In this regard, we confirm that the alleged luxurious prison conditions can never justify political prisoners’ arrest. A large number of female detainees in al-Tarfia Prison should have never been detained in the first place for legitimately exercising the freedoms that all people are entitled to.
We further stress that such reports broadcasted by state-run media outlets cannot be trusted as a proof to the prison conditions, as they have long been used to launch incitement campaign against critical voices.
We also stress the need for a UN investigation into the real reasons that forced the activist Al-Ghafeili to appear in a pro-regime video that only aims to whitewash the Saudi notorious human rights record.

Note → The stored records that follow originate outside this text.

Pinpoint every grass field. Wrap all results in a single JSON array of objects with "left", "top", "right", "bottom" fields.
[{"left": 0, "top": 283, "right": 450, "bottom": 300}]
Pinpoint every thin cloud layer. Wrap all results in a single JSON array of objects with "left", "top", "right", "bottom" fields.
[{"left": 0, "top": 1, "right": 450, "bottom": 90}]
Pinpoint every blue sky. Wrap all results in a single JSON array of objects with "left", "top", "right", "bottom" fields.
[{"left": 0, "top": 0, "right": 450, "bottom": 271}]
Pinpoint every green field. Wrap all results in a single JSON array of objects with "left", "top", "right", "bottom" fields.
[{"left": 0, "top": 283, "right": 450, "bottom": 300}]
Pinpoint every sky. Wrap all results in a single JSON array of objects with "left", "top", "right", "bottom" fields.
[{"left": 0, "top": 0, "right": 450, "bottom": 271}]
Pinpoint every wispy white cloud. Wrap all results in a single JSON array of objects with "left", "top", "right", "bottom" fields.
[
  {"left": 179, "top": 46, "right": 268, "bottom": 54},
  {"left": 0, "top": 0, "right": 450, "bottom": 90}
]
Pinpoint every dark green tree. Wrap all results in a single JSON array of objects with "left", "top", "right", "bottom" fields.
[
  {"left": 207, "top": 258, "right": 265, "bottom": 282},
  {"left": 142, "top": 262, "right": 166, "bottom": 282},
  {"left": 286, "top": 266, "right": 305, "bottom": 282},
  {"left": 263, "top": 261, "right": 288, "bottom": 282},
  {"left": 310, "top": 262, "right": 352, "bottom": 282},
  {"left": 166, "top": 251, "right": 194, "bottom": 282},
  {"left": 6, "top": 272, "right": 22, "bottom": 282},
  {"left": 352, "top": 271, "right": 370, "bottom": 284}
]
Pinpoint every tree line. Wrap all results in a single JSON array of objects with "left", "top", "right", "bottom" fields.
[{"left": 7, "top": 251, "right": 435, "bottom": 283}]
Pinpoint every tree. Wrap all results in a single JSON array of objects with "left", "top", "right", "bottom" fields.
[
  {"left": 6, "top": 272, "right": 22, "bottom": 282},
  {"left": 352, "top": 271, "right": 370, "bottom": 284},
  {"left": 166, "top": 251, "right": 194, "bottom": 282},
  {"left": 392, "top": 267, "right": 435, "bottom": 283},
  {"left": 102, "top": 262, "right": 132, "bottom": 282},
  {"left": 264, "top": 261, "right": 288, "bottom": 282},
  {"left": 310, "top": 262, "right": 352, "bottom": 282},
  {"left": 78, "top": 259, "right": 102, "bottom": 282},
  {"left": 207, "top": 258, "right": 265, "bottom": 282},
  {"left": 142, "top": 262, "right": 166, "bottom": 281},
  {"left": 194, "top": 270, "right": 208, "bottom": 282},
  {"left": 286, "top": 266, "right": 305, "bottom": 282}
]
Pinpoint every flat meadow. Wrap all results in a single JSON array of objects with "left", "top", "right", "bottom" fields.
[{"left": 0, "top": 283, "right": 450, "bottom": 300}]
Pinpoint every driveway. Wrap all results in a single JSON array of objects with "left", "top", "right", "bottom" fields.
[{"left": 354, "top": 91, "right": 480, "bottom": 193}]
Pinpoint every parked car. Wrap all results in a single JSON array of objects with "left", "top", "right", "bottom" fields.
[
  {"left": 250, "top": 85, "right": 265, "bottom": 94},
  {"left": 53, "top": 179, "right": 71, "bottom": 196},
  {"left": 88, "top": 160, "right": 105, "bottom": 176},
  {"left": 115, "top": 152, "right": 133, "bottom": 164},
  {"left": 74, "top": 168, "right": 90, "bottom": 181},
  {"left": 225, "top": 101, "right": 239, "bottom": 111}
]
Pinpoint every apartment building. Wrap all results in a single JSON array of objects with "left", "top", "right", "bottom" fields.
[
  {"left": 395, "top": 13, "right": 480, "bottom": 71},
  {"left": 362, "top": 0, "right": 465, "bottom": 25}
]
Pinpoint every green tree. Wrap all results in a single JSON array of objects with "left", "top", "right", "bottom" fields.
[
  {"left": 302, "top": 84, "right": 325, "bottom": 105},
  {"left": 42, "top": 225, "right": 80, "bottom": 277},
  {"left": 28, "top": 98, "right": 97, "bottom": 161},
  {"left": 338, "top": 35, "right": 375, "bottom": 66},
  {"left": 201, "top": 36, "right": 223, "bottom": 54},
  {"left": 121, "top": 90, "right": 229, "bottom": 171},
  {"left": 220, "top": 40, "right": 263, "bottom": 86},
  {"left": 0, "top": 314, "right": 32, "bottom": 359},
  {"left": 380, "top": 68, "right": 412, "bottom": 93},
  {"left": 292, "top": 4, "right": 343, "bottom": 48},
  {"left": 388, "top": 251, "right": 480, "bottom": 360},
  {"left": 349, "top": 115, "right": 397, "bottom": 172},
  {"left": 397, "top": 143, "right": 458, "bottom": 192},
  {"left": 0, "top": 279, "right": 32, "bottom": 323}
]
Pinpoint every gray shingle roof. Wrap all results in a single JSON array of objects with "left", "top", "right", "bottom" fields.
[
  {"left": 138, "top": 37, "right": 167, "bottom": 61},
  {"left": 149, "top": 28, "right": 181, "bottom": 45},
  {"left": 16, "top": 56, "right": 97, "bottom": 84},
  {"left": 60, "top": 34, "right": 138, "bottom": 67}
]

Real changes can only be achieved by releasing all political prisoners, approving human rights initiatives based on democracy, and holding accountable those responsible for the human rights violations against political prisoners.
Such events are only a bitter message from Saudi jails to the whole world, saying that no freedom is here. If you speak out, you will be arrested, torture, and forced to thank authorities for being behind bars and for the inhuman conditions you are held in.
We assert that nothing can justify the prisoners’ participation in such events except of being subjected to torture and death threats.